No puede quedar ya la menor duda de cuán podrido está nuestro sistema y cómo la corrupción se ha generalizado hasta convertirse en algo absolutamente normal que no genera ni preocupación ni asco a los diferentes actores sociales. No es una cuestión únicamente de una clase política corrompida, sino de un comportamiento social de aceptación de las prácticas delictivas para generar riqueza y repartirla entre esos políticos, que duran un período de cuatro años, y sus socios en el sector privado tanto del capital tradicional como del emergente que desde el financiamiento electoral hacen donaciones que son auténticos sobornos para comprar a los que han de tomar las decisiones administrativas en el país.

El caso Sinibaldi se vuelve emblemático porque es una muestra clara de cómo funciona y ha funcionado el sistema de contrataciones del Estado, modelo que se repite por todo lo largo y ancho de la administración pública. Aquella idea de que “algunos negocios” en el Estado eran parte de la corrupción pasó a la historia porque ahora, si acaso, puede encontrarse uno que otro negocio que no esté manchado y para ello habría que utilizar pinzas y lupa a fin de detectarlos.

El caso es que ahora, por obra y gracia de una eficiente Comisión Internacional Contra la Impunidad en Guatemala y el efectivo Ministerio Público, se han destapado muchos casos que constituyen una prueba irrefutable de la condición en que está el país. A ello hay que sumar que Estados Unidos planteó el tema de la corrupción como una de las prioridades en la relación bilateral y se ha ratificado por el futuro Embajador de ese país que eso será una de sus prioridades, y que el apoyo a la CICIG es parte fundamental de su agenda.

Pero nos hace falta un aire como remolino, como sociedad para poner nuestro grano de arena. Tenemos que emprender una ruta que, como dice hoy mi hijo Pedro en su columna, marca la verdadera disyuntiva que existe y corresponde al sector privado dar el paso al frente asumiendo un compromiso de transparencia que ponga fin a los negocios turbios. No podemos esperar de la clase política que cambie porque están allí para seguir haciendo lo mismo y lo han demostrado con todas sus actitudes, tanto en la Presidencia y el Ejecutivo como en el Congreso, el poder Judicial y las municipalidades y entidades autónomas.
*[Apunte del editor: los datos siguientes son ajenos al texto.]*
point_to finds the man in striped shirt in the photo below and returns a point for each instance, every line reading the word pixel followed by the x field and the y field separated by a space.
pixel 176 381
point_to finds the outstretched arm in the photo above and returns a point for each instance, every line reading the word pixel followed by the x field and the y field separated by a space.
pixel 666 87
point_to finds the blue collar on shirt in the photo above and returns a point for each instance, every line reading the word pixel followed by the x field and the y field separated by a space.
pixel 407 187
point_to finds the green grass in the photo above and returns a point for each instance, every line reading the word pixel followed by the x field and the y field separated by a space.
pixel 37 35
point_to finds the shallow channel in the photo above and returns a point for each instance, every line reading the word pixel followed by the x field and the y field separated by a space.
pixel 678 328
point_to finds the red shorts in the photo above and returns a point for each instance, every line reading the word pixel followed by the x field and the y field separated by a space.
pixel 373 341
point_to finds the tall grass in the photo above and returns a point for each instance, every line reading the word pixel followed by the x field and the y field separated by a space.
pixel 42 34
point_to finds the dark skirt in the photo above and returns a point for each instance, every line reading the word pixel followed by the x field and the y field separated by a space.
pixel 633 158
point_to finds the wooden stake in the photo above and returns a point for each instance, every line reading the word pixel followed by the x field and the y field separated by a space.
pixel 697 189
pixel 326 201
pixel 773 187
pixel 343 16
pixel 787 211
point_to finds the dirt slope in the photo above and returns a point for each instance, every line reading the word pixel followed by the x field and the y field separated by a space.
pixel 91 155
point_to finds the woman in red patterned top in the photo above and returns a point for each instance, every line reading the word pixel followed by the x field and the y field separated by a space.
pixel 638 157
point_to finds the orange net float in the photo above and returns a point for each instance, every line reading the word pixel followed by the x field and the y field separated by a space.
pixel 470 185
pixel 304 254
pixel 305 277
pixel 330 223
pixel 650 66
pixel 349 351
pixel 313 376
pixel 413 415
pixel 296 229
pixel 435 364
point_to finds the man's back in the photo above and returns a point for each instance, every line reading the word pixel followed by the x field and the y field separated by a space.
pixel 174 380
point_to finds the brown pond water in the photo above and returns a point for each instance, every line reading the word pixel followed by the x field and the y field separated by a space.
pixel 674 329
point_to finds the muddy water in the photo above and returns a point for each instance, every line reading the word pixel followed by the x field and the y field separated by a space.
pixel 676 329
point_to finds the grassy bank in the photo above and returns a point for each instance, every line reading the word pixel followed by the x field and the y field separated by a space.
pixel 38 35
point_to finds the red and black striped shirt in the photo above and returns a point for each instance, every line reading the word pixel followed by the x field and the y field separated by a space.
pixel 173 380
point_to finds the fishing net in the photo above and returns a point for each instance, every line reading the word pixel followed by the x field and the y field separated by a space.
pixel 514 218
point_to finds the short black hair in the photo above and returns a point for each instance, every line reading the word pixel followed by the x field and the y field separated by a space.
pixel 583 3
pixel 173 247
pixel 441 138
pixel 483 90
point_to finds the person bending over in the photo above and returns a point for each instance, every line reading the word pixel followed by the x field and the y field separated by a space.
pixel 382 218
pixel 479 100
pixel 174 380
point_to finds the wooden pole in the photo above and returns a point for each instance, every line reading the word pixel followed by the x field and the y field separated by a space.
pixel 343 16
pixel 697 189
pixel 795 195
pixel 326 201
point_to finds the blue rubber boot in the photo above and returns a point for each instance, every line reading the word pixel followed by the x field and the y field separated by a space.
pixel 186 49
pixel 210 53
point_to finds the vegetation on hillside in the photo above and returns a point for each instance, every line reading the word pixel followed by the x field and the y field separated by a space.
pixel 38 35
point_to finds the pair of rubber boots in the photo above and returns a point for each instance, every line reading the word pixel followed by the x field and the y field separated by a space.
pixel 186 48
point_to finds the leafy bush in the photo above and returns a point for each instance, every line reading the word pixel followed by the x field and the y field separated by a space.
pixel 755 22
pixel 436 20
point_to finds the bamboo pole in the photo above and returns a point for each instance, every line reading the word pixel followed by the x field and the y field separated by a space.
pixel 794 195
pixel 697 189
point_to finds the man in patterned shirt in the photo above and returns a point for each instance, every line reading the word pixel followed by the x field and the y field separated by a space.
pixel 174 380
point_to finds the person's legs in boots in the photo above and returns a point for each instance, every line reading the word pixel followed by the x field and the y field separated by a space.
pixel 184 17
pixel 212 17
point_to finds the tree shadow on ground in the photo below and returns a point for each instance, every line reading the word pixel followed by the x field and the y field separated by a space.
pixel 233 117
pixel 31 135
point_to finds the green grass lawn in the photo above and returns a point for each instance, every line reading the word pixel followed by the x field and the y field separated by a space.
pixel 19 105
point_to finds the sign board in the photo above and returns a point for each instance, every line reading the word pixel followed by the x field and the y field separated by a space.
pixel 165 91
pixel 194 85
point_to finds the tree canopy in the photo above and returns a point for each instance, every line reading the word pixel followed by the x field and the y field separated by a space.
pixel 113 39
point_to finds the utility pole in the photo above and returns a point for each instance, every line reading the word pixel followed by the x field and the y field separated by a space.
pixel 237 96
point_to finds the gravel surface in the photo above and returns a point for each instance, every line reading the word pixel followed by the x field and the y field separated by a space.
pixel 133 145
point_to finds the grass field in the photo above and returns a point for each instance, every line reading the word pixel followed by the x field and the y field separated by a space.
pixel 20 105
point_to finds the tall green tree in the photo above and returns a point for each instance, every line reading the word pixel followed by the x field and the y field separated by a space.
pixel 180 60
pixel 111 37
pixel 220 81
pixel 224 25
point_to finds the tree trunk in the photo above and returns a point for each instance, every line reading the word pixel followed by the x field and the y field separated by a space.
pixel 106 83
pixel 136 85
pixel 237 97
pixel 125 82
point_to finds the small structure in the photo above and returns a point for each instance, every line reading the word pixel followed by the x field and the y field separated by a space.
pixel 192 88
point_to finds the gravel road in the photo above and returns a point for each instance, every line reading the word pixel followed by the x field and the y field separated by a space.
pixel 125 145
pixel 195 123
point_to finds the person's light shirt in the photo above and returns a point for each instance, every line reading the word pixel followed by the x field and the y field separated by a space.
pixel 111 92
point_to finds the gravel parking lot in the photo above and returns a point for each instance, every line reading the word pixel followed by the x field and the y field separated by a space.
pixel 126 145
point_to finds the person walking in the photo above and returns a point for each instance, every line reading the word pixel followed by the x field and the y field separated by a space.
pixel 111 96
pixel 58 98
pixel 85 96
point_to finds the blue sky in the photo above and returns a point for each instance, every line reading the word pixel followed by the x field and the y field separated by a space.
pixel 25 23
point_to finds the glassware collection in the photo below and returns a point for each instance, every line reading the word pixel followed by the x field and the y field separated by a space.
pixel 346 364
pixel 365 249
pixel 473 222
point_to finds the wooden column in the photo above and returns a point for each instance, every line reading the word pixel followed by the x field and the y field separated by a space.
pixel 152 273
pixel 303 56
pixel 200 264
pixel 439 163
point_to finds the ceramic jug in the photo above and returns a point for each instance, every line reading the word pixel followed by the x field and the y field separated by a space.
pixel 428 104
Pero los empresarios que hacen negocios con el Estado y que ahora tienen la certeza jurídica de que si actúan mal pueden ir a parar al bote, pueden y deben ser quienes rompan el pacto que estableció ese contubernio tan costoso para el país.

Estoy convencido de que se viven momentos históricos y determinantes para el futuro del país. A primera vista no habría razones para mucho optimismo porque la opinión pública no asume su función ni encara el reto, pero estamos ante tal avalancha y ante la prueba fehaciente e irrefutable del estado calamitoso de nuestro sistema político, que no habrá otro remedio que actuar para cambiar las cosas. Y el cambio llegará, queramos o no, por la buena o por la mala.